For an everyday person looking to buy a home, words like short sale and foreclosure can add even more unknown to the already unfamiliar process of home buying. But passing up a property because it's a short sale or foreclosure means passing up what could potentially be a great investment or your future home.
This is a word you might have seen plastered on a sign outside that spooky looking house in your neighborhood. And it can surely be scary if you don't understand it. But what does it really mean for a potential buyer?
Foreclosures happen when a homeowner is so far behind on their mortgage payments that the lender, usually a bank, takes ownership of the property. All foreclosures are owned by a bank and are called REOs which stands for “Real Estate Owned.” It is the bank’s responsibility to sell the home. Foreclosures can be sold at discounted prices, but this is also sometimes not the case. When you buy a foreclosed home, "you assume all liens, IRS liens, and other mortgages possibly tied to the property", according to real estate agent Kevin Sucher via Realtor.com. They are also often auctioned off "sight unseen", meaning you buy it without ever seeing what it looks like inside. A buyer may also know very little about the condition of the property. With the possibilities and risks that come with foreclosures, we always advise that you consult with your Realtor before making any decisions.

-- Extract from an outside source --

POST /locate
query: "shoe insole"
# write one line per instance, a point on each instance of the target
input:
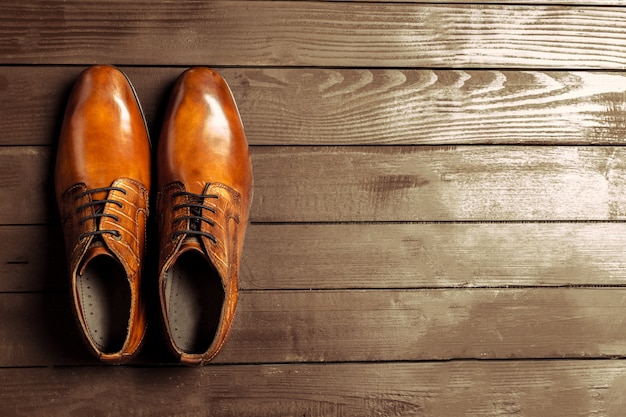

When someone realizes that they cannot afford to live in their home due to the cost, they might try to sell it and move somewhere more affordable. But what happens if they cannot get an offer that is enough to pay off their mortgage? That's where short sales come in.
Short sales occur when a homeowner cannot afford to pay their mortgage, but the bank never assumes ownership of the property. In a short sale, "the property owner owes more on the mortgage than the market value of the property and is asking the bank to accept a short payoff of the loan". In short, the bank takes less than the full payment. This allows the homeowner to walk away with their credit mostly intact. There may be some documentation of the short sale on the homeowner’s credit, but the damage is a far cry from bankruptcy and foreclosure. For the Buyer, they are typically getting a better deal because they are getting a house in better condition than an REO. A short sale can end up with both the homeowner, lender, and buyer happy in the end.
You may be wondering why a bank would want to allow a short sale, since they will likely lose money. According to Maine Home Connection, banks are only allowed to have a certain amount of money loaned out at once, and when a mortgage isn't being paid, it affects their ability to loan money to others. By accepting a short sale, the bank will receive a portion of their money back and will avoid the fees and costs that come along with foreclosing a property.
As previously mentioned, you should always consult your Realtor before participating in a foreclosure or short sale transaction. There are Realtors that specialize in these types of transactions that can help you protect your from being taken advantage of.